Lijfrenteclausule - uitvoering bij eigen B.V. of stichting
Beleidsmededeling Staatssecretaris van Financiën van 30 december 1987, nr. DB87/8706
De staatssecretaris deelt het volgende mee.
Ik pleeg, voor zoveel nodig, goed te keuren dat bij overdracht van rechten uit een kapitaalverzekering met lijfrenteclausule van een verzekeraar als bedoeld in artikel 45, eerste lid, letter g, van de Wet op de inkomstenbelasting 1964 (hierna de Wet) naar een soortgelijke verzekeraar terzake van de overdracht van de rechten niets in de heffing van de inkomstenbelasting alsmede de premieheffing ingevolge de volksverzekeringen wordt betrokken. Dit geldt zowel voor de overdracht van de rechten voor de expiratiedatum als voor overdracht bij of na expiratie van de kapitaalverzekering met lijfrenteclausule.
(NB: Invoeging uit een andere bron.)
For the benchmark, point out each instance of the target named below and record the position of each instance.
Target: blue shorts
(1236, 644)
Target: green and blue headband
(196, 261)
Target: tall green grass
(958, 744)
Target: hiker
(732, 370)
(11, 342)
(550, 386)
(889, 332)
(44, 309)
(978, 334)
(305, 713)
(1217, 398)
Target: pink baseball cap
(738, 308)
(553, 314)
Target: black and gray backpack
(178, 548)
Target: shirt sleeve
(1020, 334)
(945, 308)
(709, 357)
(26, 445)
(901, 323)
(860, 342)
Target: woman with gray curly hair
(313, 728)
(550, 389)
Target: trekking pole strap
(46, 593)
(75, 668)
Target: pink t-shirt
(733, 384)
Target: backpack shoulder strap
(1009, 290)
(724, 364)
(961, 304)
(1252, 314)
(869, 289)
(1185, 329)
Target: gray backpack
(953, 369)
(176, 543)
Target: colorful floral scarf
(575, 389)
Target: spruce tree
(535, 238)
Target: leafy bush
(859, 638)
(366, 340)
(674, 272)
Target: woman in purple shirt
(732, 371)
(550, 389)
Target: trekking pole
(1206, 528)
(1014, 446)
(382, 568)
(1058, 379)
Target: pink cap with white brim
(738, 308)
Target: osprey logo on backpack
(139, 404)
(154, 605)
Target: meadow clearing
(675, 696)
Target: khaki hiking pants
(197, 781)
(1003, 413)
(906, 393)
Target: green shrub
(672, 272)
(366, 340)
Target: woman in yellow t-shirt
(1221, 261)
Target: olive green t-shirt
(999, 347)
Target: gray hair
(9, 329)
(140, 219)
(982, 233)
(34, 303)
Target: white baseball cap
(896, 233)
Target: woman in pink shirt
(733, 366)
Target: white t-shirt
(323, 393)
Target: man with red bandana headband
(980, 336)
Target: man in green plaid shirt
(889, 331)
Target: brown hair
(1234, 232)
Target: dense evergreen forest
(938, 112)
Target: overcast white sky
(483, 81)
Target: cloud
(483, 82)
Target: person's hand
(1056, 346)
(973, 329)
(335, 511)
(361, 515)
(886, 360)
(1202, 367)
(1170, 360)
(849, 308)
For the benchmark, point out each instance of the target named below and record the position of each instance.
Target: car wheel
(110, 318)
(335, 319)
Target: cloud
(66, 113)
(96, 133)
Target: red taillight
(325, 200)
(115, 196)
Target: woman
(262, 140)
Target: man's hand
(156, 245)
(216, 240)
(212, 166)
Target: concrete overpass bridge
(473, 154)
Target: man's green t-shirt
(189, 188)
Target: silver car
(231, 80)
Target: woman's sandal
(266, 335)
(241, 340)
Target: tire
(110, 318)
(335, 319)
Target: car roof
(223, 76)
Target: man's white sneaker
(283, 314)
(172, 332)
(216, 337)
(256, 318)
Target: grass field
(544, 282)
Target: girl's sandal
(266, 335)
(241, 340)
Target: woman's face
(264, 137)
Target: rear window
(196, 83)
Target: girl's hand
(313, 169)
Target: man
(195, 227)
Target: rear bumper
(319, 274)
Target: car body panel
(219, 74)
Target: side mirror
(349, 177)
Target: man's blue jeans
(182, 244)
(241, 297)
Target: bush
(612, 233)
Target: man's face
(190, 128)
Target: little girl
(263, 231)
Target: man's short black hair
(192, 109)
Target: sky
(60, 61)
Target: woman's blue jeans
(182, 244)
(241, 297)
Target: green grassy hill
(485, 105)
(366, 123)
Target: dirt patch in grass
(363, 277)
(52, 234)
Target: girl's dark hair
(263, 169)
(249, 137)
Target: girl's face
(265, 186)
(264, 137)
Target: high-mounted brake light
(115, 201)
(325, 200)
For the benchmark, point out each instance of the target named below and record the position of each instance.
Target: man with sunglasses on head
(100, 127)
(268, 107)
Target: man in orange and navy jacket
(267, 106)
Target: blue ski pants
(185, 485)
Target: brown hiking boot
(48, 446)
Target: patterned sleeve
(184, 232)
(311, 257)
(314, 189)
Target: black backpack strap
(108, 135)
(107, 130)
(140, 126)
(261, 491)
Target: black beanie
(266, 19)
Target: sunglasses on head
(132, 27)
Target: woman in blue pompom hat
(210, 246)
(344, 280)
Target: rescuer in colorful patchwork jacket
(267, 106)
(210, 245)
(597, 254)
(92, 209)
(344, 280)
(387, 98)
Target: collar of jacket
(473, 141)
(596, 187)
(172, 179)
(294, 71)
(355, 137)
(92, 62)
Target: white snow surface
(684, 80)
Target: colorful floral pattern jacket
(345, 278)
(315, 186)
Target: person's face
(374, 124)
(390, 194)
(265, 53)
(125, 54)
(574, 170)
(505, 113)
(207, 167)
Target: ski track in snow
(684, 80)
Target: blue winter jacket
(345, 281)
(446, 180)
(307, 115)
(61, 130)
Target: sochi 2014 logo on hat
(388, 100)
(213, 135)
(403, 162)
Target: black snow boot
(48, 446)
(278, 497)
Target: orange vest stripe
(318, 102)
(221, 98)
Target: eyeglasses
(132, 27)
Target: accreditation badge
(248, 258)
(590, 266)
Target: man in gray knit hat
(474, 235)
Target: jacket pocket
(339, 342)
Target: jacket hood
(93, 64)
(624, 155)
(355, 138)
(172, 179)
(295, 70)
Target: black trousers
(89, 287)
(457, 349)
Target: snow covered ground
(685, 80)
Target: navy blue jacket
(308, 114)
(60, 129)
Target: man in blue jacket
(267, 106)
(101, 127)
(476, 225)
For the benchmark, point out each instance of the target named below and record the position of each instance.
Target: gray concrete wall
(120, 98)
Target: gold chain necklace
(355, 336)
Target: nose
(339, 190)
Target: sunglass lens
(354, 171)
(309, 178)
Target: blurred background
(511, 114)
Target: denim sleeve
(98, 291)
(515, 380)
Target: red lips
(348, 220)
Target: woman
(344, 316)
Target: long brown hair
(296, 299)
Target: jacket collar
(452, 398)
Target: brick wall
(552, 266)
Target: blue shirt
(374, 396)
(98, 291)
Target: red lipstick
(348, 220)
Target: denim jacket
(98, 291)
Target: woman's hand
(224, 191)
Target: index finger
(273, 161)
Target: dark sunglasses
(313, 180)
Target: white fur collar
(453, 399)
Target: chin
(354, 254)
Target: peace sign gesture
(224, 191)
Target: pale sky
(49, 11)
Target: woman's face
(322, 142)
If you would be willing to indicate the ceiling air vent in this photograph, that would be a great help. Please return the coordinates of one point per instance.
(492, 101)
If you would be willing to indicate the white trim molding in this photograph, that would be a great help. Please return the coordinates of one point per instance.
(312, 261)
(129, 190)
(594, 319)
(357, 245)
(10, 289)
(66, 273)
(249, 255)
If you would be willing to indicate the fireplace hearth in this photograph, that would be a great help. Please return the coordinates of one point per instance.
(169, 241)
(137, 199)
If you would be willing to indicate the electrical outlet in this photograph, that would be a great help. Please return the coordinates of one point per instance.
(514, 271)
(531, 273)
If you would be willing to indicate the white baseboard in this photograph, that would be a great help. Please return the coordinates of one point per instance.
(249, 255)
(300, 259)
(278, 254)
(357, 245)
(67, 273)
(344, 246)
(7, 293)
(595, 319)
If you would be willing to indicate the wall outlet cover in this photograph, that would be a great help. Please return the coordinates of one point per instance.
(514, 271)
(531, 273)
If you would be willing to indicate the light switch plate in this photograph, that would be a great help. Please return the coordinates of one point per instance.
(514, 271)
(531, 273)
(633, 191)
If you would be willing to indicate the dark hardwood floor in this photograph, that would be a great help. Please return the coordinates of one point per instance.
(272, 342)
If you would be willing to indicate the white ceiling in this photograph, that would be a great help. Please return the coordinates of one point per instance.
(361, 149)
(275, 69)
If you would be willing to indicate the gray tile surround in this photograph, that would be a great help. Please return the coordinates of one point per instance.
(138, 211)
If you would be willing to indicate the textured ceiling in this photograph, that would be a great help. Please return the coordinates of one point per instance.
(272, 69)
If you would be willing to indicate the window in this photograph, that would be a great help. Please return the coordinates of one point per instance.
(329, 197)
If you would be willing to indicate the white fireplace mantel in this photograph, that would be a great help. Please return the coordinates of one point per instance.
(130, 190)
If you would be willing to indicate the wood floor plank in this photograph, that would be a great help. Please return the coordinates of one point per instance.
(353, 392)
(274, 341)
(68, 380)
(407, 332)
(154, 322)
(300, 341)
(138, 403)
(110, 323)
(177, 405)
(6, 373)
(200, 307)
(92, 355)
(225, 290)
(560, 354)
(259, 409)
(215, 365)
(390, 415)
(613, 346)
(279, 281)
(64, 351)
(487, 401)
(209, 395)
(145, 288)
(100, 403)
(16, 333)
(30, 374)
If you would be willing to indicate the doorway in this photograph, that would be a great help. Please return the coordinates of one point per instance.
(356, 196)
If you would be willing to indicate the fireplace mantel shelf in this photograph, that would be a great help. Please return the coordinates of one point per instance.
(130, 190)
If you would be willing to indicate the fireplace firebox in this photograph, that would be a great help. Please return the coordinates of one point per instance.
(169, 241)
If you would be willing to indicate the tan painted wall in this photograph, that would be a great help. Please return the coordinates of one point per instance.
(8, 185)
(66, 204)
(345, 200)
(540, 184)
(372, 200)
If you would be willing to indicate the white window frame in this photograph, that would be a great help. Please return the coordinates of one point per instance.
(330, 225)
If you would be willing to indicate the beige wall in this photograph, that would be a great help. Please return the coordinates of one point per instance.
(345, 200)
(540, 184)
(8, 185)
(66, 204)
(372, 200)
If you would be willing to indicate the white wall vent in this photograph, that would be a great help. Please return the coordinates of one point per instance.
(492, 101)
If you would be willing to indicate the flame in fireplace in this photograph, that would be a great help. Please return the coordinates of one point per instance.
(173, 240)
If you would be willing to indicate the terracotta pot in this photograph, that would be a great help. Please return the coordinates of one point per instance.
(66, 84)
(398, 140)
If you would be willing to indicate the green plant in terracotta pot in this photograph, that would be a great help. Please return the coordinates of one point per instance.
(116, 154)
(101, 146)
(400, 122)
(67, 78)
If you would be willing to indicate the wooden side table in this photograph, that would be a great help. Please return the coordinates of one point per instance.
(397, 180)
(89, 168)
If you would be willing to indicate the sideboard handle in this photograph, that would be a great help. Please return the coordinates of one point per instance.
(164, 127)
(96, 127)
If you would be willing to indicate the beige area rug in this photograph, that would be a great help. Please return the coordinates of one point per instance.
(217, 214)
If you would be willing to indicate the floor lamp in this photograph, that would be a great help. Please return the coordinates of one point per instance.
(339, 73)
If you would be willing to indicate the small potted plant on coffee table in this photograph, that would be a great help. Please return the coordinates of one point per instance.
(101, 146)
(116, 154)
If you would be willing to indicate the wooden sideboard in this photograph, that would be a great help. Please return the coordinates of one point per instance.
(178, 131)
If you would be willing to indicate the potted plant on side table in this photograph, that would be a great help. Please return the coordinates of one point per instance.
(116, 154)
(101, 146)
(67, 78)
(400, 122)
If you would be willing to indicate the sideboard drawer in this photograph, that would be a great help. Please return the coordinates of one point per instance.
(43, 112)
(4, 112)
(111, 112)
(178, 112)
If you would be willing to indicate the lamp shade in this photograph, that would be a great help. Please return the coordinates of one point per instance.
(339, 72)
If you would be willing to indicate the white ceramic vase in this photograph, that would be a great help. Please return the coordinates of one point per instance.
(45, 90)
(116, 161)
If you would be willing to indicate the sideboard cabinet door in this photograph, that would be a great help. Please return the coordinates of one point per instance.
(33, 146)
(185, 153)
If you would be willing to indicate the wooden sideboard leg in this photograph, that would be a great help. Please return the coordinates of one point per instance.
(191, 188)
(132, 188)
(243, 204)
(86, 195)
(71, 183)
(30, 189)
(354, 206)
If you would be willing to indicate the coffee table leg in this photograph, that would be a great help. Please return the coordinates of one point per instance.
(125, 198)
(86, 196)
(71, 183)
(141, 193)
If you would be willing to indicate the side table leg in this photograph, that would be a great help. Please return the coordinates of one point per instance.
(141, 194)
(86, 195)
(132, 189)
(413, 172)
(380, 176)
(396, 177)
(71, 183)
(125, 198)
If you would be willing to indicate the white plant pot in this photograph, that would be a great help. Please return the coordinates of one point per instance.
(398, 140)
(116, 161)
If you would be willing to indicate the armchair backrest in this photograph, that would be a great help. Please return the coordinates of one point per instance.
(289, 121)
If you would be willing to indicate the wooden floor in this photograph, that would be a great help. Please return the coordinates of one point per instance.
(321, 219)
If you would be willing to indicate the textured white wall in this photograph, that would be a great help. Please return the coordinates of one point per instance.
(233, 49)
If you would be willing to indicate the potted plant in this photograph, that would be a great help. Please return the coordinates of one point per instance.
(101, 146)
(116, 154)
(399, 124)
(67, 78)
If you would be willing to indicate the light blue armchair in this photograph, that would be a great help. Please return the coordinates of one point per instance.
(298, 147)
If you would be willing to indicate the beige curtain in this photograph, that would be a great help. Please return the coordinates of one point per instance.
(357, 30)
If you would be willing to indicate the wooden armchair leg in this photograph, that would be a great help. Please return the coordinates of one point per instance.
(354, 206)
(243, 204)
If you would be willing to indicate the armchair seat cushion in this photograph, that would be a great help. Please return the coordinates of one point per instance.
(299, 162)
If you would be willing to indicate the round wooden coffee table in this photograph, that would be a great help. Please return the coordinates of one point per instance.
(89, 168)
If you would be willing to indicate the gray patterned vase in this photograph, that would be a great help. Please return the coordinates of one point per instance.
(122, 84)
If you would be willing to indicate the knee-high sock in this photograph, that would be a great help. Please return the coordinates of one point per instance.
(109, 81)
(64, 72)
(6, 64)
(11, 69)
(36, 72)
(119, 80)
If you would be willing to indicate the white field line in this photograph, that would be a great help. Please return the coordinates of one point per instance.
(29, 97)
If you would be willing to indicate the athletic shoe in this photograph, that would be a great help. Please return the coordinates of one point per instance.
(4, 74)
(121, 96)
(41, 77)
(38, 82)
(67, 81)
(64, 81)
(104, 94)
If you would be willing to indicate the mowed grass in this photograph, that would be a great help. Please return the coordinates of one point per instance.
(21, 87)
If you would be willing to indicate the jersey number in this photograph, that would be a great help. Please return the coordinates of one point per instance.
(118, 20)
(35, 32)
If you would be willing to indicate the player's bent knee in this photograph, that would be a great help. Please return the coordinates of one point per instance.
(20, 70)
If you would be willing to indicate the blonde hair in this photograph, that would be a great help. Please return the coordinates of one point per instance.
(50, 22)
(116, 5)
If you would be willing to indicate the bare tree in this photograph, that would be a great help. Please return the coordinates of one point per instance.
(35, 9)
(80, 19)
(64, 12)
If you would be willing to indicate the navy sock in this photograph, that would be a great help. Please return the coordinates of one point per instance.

Mede gelet op het feit dat
ik niet vooruit wens te lopen op de "Brede herwaardering" van het
lijfrenteregime heb ik geen aanleiding kunnen vinden goed te keuren dat terzake
van de overdracht van lijfrentekapitaal aan een verzekeraar, niet zijnde een
verzekeraar als bedoeld in artikel 45, eerste lid, letter g, van de Wet, belastingheffing
op de voet van artikel 31, eerste dan wel vijfde lid van de Wet achterwege blijft.
Wordt de kapitaalsuitkering uit de bedoelde kapitaalverzekering met lijfrenteclausule
door de verzekeringsmaatschappij hetzij rechtstreeks aan de begunstigde hetzij
ten behoeve van de begunstigde aan een verzekeraar als bedoeld in artikel 45,
eerste lid, letter g, van de Wet uitgekeerd, dan zal het uitgekeerde kapitaal
mitsdien tot het onzuiver inkomen van de begunstigde moeten worden gerekend.